Присутствующие, для приличия немного подождав Ольгу Михайловну, решили сесть за стол пока без неё.
Тут же подъехал и задержавшийся по работе Алексей.
Когда практически все присутствовавшие уже поздравили Елену Георгиевну и вручили ей подарки, объявилась и их общая начальница.
Выслушав поздравления от Надежды Сергеевны и получив от неё подарок, а от Платона цветы, давно уже весёлая Ольга Михайловна неожиданно спросила их:
– «А где Ваш Гавнилыч?».
– «Приболел он что-то?!» – ответила его начальница.
– «Да, он у Вас вообще какой-то слабенький?!» – вспомнила Ольга Михайловна.

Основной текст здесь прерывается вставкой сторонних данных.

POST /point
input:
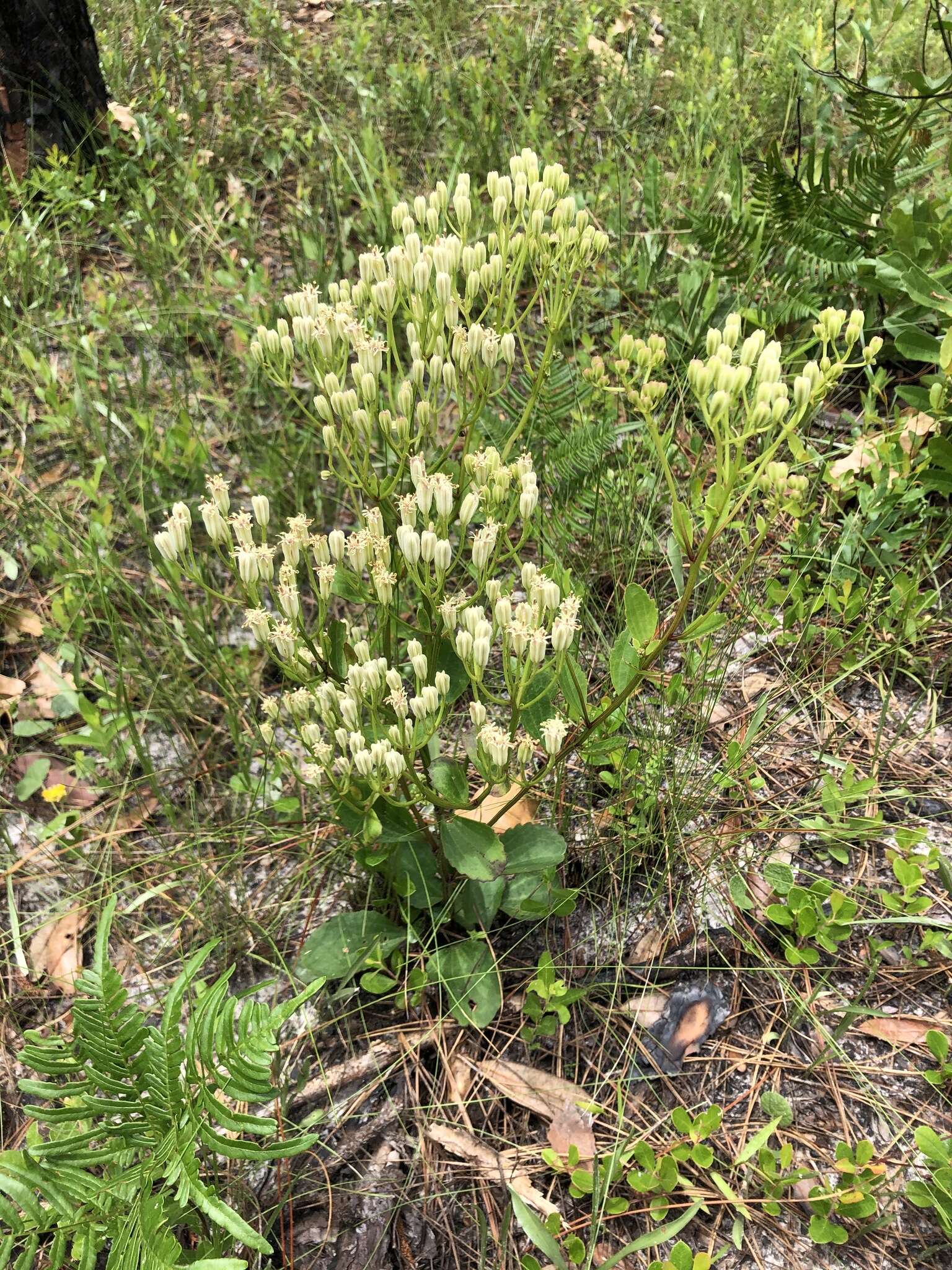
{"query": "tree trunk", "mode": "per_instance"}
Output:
(51, 88)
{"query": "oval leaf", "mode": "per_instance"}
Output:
(532, 848)
(472, 849)
(640, 614)
(340, 945)
(448, 780)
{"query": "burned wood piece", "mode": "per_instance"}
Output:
(51, 87)
(691, 1015)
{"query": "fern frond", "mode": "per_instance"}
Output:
(122, 1163)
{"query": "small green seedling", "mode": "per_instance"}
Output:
(938, 1048)
(853, 1197)
(818, 915)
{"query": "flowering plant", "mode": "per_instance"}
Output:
(426, 607)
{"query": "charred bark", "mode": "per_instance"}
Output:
(51, 87)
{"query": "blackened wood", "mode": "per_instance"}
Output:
(52, 86)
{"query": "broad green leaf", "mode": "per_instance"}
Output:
(624, 662)
(705, 625)
(775, 1105)
(397, 824)
(532, 848)
(448, 780)
(340, 945)
(472, 849)
(917, 346)
(470, 981)
(478, 904)
(338, 638)
(574, 686)
(537, 1232)
(640, 614)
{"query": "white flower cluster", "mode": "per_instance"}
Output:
(357, 719)
(433, 316)
(731, 366)
(368, 730)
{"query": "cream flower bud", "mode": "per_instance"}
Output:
(552, 734)
(363, 762)
(443, 556)
(337, 544)
(283, 641)
(528, 500)
(442, 494)
(398, 703)
(803, 389)
(563, 636)
(537, 646)
(262, 508)
(550, 593)
(219, 492)
(409, 543)
(395, 765)
(469, 507)
(392, 680)
(257, 621)
(248, 564)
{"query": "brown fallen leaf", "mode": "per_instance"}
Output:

– «Ему и пить-то нельзя!» – вмешалась вторая именинница.
– «Я помню, как он валялся на полу, а на пиджаке, на спине, след чьего-то большого ботинка!» – внесла свою лепту в общие знания и Надежда Сергеевна.
– «А я вспоминаю, как он нёс нам с Леной ананас, сначала в поисках нас всё везде с ним обегав, и упал с самого верха очень крутой, почти вертикальной, металлической лестницы! Мы думали – не встанет!» – вдруг вспомнила самая главная.